WHEN PETTY CRIMINAL William ‘Bill’ O’Neal was picked up by police in Chicago while trying to hijack a car in 1966, his life took a drastic twist.
Kaluuya is fantastic at inhabiting Hampton’s physical strength and charisma, while Stanfield’s nervy depiction of the sly O’Neal is perfectly pitched. Kaluuya recently won Best Supporting Actor at the recent Golden Globes and Critics’ Choice Awards in the US for his role. Dominique Fishback plays Deborah Johnson, Hampton’s partner and mother of his son.
The film comes from the Warner Bros stable. King says that many studios were approached about making it, but “didn’t feel like it would be commercial enough”. That attitude wasn’t a surprise to King. He says the realisation that it was going to be tricky to get a studio on board “was another time in my life as a Black man in this world where I was like wait – remember?
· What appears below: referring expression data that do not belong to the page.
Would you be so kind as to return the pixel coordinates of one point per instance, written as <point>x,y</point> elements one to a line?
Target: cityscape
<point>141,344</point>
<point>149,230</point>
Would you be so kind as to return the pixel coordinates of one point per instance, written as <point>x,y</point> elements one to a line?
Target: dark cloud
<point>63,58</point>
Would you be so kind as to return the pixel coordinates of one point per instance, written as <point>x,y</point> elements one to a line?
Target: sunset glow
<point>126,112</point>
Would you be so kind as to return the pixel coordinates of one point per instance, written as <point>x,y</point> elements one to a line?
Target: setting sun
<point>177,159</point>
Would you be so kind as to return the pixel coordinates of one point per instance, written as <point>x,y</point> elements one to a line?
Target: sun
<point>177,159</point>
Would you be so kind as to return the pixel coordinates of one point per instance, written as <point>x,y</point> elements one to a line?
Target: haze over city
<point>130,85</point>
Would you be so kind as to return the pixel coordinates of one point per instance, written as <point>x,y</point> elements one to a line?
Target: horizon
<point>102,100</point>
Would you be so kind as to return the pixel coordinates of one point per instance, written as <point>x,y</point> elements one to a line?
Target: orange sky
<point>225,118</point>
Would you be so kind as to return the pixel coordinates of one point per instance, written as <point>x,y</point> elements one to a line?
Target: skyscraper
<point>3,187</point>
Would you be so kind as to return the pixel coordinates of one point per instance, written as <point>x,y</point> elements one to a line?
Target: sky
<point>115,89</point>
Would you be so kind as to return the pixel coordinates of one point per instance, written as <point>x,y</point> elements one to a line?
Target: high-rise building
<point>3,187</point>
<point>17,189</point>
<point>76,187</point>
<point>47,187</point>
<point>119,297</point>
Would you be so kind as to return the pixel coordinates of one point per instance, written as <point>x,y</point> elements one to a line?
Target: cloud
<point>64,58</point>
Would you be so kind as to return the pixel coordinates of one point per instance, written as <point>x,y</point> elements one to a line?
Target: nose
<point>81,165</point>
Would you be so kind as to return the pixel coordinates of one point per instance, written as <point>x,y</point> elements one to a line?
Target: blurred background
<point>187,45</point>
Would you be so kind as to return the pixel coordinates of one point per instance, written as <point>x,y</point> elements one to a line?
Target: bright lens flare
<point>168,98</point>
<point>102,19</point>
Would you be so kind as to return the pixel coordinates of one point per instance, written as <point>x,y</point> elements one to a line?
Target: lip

Like, of course…”
Similarly, it’s not a hagiography of Hampton, but fully shows his youthful intensity and ability to think beyond the binaries of the time and make an impact on marginalised communities. The viewer is left in no doubt about his aims and what he accomplished, even in the face of an FBI that wanted to bring him down.
King says that while making the movie, and particularly working with Stanfield, “it was like, you have to think about instances in your life when you prioritised yourself; whether you do that all the time. You know what I mean?”